Stuart paused a moment, deep in thought, and then he said: "It cannot be! On the day before the murder, in the morning, he left London for Occleve Chase. He must have been there when it was committed."

"Bah!" Guffanta said, with a shrug of his shoulders, "he did not leave London, he only made a pretence of doing so. All that day he, in his disguise, must have been engaged in tracking my poor friend, and at night he killed him." Then he paused a moment, and when he next spoke he asked a question.

"Where was he going when he left Occleve House this afternoon in the cab, and with his luggage?"

"He was going to join his father, he said," Stuart answered. "His father is ill and has been ordered abroad for his health, and, having recovered some money from his ruined business, he is going on the Continent, and Smerdon is going with him."

"And to what part of the Continent are they going?"

"I do not know, though he said something about the French coast, and afterwards, the Tyrol. Why do you ask?

"Why do I ask? Why? Because I must go also! I have to stand face to face with him, and be able to convince myself that either I have made some strange mistake, or that I am right."

"And-if you are right?"

"Then I have to take him to the nearest prison, or, if he resists, to kill him."

"You will do that?"

"I will do anything necessary to prevent him ever escaping me again."

They talked on into the night, and Señor Guffanta extracted from the other a promise that he would lend him any assistance in his power, and that, above all, he would say nothing to Lord Penlyn that, by being retold to Smerdon, should, if he were actually the murderer, help him to still longer escape.

"I promise you," Stuart said, "and the more willingly because I myself would give him up to justice if I were sure he is the man. But that, of course, I cannot be; it is you alone who can identify this cruel murderer. But, in one thing I am sure you are wrong."

"In what thing?"

"In thinking that Lord Penlyn is in the slightest way an accomplice, or suspects Smerdon at all. If he did so suspect him, I believe that he would himself cause him to be arrested, even though they are such friends."

"What motive would Smerdon have to kill Walter except to remove him from the other's path? Do you think he would have done it without consulting Lord Penlyn?"

"I am certain that if he did do it, as you think-"

"As I am as convinced as that we are sitting here!"

"Well, then I am certain that Lord Penlyn knows nothing of it. He is hasty and impetuous, but he is the soul of honour."

"Perhaps," Guffanta said; "it may be so. But it is not with him that I have to deal. It is with the man who struck the blow. And it is him I go to seek."

"How will you find him?"

"Through you. You will find out for me where he is gone with his father-if this is not a lie invented to aid his further escape-and you will let me know everything. Is it not so?"

"Yes," Stuart said; "I myself swore that I would find the murderer if I could; but, as I cannot do that, I will endeavour to help you to do so. How shall I communicate with you?"

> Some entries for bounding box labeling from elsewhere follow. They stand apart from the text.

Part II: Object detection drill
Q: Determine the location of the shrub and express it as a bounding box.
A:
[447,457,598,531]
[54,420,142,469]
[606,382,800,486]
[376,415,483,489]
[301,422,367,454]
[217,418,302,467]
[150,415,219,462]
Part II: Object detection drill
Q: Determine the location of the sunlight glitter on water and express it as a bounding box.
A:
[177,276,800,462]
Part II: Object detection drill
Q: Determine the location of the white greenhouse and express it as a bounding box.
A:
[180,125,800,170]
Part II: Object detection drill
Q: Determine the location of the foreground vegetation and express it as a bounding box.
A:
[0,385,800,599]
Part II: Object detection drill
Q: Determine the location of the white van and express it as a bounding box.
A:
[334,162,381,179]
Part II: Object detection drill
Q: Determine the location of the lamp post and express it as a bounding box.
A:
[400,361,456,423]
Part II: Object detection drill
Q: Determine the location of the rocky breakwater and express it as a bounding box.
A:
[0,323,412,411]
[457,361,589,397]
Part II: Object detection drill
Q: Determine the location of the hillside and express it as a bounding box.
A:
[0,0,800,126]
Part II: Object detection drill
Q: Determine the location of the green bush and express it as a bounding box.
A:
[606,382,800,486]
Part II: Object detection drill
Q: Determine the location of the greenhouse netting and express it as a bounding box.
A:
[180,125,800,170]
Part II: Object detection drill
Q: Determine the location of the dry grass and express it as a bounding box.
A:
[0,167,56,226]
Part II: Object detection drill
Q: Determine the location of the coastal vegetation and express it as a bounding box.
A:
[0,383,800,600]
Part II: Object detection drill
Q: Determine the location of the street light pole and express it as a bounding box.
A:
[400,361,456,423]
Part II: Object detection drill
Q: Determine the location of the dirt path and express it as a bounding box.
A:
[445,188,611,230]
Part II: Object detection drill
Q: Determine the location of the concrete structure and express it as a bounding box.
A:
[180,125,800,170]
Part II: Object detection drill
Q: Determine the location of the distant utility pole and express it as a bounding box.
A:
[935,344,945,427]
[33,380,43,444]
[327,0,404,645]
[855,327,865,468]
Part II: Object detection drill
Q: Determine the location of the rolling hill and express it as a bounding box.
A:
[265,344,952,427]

"Write, or come to the 'Hôtel Lepanto.' And when you once tell me where that man is, there I shall soon be afterwards. Even though he should go to the end of the world, I will follow him."

Then Señor Guffanta went back to his hotel, and told Diaz Zarates that he should soon be leaving his house.

"I have to make a little tour upon the Continent, and I may go at any moment."

"On a tour of pleasure, Señor?" the landlord asked.

"No! on a voyage of importance!"

And three days afterwards he went. A letter had come to him from Stuart saying:

"S. has really gone with his father. He has left London for Paris on the way to Switzerland. They are to pass the summer at some mountain resort, but the place is not yet decided on. At first they will be at Berne. If you meet, for God's sake be careful, and make no mistake."

"Yes!" Señor Guffanta muttered to himself as he packed his portmanteau, and prepared to catch the night mail to Paris. "Yes, I will be careful, very careful! And I will make no mistake!"